As part of my thesis work, I am trying to program an Arduino to do something that I am beginning to worry will be relatively complicated. The device itself is just an Arduino Uno R3 with an attached Adafruit TSL2561 light intensity sensor, and three white LEDs.
I need this device to record light intensity at the surface of a body of water, and then again when it reaches the bottom, and then use those variables to calculate its depth. It will then need to use that depth to calculate what the light intensity WOULD be at that depth given a hypothetical surface light intensity, and then maintain that light intensity by activating a set of LEDs when ambient light intensity falls below that threshold.

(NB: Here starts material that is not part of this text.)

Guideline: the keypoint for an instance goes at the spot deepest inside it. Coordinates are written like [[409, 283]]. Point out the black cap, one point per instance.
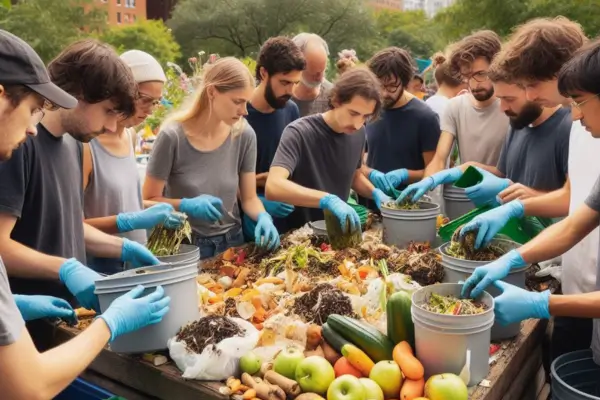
[[20, 65]]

I've managed to get the mathematical operations worked out on my own, but the trouble is that I am now trying to call these functions used to initially calculate depth and intensity within loop(), which means the device is perpetually trying to recalculate depth based on a light intensity that is not changing, fooling itself into thinking that its depth is 0m, and then emitting too much light.
I have tried using flag variables (i.e. bool alreadyRun = false, etc.), but the problem is that, insofar as I have seen, float variables (which I used for depth and light intensity) can't be called outside the scope of an if statement, let alone a separate function.
Effectively, I need the device to calculate its depth and the light intensity it should maintain ONCE, but I need to be able to apply the results of these calculations in loop(). Does anyone have any suggestions as to how I might accomplish this?